The poet WH Auden wrote these lines:

For the error bred in the bone
Of each woman and each man
Craves what it cannot have,
Not universal love
But to be loved alone.

Don’t we all long for that?  Our worlds are so big. Technology allows so many people into our sphere. What if we narrowed that sphere down, just for a time, to include only one: a child.  If we regularly set aside time for one child–to shower them with the love and attention they are longing for. What would be the result?

I for one am convinced.  The time may not be long, but it will be theirs.  I hope and pray my children grow up and know what it’s like to be loved alone.

2 thoughts on “To be Loved Alone: Parenting”

  1. Girl- I second this. Scott and I have purposed to do this with each of our kids..he takes each for a “Daddy date” often and it’s been harder for me to do so , just by nature of the fact that when I DO get time alone, I want it ALONE. But- I totally agree…the times that I single out each child and make them feel like they are SO special- it is such wonderful, beautiful moments with them. Even just taking one to the grocery store! I do think a lot of behavioral issues with siblings has to do with that fear of being “lost.” I think that’s why they seek attention, even in negative ways. Just for attention.
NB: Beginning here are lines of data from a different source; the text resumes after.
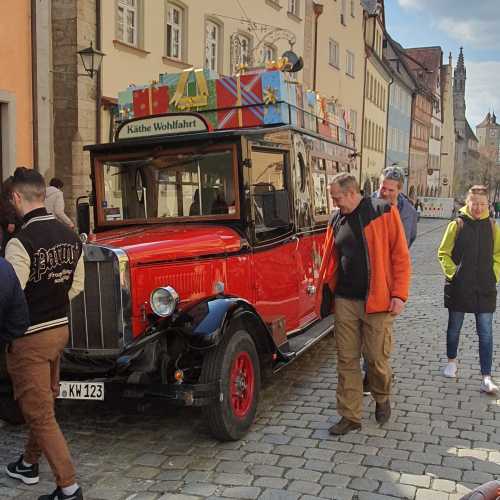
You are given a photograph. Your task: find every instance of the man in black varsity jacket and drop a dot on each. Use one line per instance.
(47, 258)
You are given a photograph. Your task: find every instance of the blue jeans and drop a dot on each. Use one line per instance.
(484, 329)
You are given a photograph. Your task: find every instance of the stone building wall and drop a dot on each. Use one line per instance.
(73, 28)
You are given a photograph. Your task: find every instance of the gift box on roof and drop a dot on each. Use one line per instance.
(151, 100)
(193, 90)
(310, 105)
(239, 101)
(280, 98)
(324, 124)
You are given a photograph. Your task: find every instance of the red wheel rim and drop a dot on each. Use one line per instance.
(242, 384)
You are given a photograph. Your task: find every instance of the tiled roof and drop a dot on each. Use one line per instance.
(425, 63)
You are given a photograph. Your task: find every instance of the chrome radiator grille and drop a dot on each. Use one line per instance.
(100, 316)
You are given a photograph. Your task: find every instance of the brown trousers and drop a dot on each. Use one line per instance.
(33, 364)
(371, 334)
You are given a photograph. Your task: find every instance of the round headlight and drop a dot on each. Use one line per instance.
(164, 301)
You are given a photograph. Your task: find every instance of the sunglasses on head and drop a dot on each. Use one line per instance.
(394, 174)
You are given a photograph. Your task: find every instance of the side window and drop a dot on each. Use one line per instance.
(270, 197)
(320, 188)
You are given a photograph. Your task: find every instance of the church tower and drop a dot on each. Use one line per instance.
(460, 77)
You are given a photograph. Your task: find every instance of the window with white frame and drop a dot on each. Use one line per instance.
(126, 25)
(293, 7)
(334, 53)
(175, 19)
(269, 53)
(212, 36)
(349, 63)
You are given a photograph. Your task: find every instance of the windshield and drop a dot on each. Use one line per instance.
(175, 185)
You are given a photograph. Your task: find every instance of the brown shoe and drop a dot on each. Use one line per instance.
(383, 412)
(343, 426)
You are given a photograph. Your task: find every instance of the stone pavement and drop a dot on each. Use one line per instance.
(443, 439)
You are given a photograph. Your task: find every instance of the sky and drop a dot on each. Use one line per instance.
(451, 24)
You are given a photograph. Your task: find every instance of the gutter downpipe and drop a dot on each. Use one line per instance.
(99, 75)
(318, 10)
(363, 131)
(34, 84)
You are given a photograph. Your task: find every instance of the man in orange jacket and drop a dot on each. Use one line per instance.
(366, 265)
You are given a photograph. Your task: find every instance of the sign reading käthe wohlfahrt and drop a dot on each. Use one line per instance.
(162, 125)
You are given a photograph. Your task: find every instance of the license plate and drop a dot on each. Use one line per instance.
(81, 390)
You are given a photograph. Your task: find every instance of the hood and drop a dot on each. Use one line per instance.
(465, 211)
(173, 242)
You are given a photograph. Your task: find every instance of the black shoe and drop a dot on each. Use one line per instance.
(17, 470)
(383, 412)
(57, 494)
(343, 427)
(366, 386)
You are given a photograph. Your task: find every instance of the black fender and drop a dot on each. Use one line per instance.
(205, 323)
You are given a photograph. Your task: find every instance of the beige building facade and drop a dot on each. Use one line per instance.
(341, 60)
(448, 133)
(376, 101)
(143, 39)
(16, 97)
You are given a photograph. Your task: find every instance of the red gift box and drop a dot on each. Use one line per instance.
(150, 101)
(233, 92)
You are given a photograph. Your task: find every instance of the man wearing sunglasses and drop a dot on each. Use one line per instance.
(469, 255)
(391, 185)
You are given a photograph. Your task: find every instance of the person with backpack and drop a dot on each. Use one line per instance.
(469, 255)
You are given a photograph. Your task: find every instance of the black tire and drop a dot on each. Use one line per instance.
(221, 416)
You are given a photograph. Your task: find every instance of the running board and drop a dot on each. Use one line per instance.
(301, 342)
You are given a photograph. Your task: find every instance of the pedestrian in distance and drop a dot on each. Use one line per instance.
(33, 360)
(469, 255)
(366, 265)
(9, 222)
(497, 209)
(54, 201)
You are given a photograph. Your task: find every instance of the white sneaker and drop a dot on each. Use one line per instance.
(450, 370)
(488, 386)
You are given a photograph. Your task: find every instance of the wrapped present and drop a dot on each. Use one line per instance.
(324, 124)
(236, 92)
(310, 104)
(280, 98)
(150, 100)
(299, 91)
(126, 104)
(193, 90)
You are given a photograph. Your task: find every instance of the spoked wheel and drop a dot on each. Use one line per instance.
(242, 384)
(236, 364)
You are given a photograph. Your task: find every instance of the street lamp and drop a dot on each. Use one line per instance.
(91, 59)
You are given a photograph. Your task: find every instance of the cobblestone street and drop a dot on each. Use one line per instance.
(442, 441)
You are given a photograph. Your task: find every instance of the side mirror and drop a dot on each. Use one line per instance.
(83, 215)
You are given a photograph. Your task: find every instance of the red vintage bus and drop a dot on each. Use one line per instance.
(202, 275)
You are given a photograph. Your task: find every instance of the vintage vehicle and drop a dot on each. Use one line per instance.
(202, 271)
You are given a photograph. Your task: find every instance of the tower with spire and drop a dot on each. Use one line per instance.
(459, 80)
(466, 143)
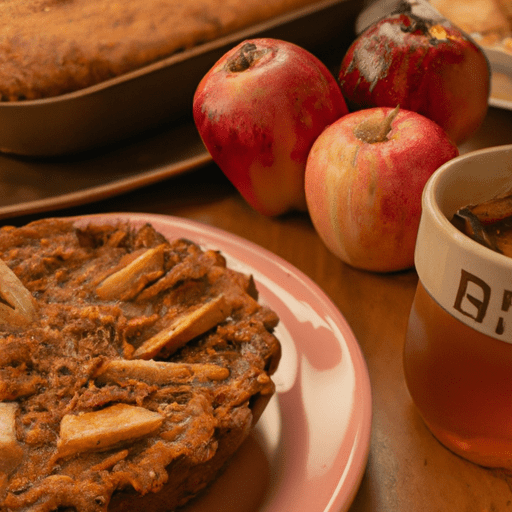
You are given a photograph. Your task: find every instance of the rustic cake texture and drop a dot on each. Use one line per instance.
(50, 47)
(131, 367)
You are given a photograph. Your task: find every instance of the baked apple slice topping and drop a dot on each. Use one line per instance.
(184, 329)
(17, 305)
(126, 283)
(122, 371)
(106, 428)
(11, 452)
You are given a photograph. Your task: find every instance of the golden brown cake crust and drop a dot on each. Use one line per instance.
(50, 47)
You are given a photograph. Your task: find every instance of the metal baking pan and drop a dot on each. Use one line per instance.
(157, 94)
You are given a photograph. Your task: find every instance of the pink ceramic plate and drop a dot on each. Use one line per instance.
(310, 447)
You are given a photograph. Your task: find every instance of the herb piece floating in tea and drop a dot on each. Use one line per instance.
(488, 223)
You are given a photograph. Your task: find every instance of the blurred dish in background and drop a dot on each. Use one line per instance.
(489, 22)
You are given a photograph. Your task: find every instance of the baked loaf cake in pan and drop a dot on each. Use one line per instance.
(51, 47)
(131, 367)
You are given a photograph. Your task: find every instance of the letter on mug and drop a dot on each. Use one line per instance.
(481, 305)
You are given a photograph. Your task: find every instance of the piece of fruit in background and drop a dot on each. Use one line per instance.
(258, 111)
(364, 178)
(417, 59)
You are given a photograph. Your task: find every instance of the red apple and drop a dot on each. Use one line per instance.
(418, 60)
(364, 180)
(258, 111)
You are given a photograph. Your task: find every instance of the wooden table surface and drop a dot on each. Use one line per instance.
(408, 470)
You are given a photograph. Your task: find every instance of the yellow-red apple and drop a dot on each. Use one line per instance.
(258, 111)
(417, 59)
(364, 178)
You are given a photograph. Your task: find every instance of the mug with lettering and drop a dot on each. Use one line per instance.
(458, 347)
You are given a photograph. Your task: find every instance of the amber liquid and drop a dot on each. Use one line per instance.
(461, 383)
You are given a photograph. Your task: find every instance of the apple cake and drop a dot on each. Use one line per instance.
(51, 47)
(131, 367)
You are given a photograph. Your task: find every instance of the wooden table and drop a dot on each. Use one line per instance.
(408, 470)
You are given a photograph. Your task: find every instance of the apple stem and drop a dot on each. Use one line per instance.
(370, 133)
(245, 58)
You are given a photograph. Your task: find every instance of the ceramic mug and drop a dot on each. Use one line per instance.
(458, 347)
To make sure they are still “noticed.” I’ve been seeking to have a moment in each day where it’s just me and one child every day and it has made a WORLD of difference in the negative behavior. And this also goes hand in hand with that quote that says for every negative thing you say, have 10 positive things to counter it. I think that’s huge too. Praising praising praising…for every little thing. That way when the “No’s” come (and they do so often in these ages), they understand that “no” does not mean they are NOT loved or cherished. Anyway… LOVE those excerpts you used.

  2. I loved this post Kari!! It actually made me cry because I’ve seen that exact same thing in my kids when they are given undivided attention! They inwardly soar.

    Josh and I were just talking about this on Friday – taking time to do “dates” with our kids individually. Your post just put the fire under my fanny to put those dates on the calendar! 🙂

    Love you friend!! And love your heart!!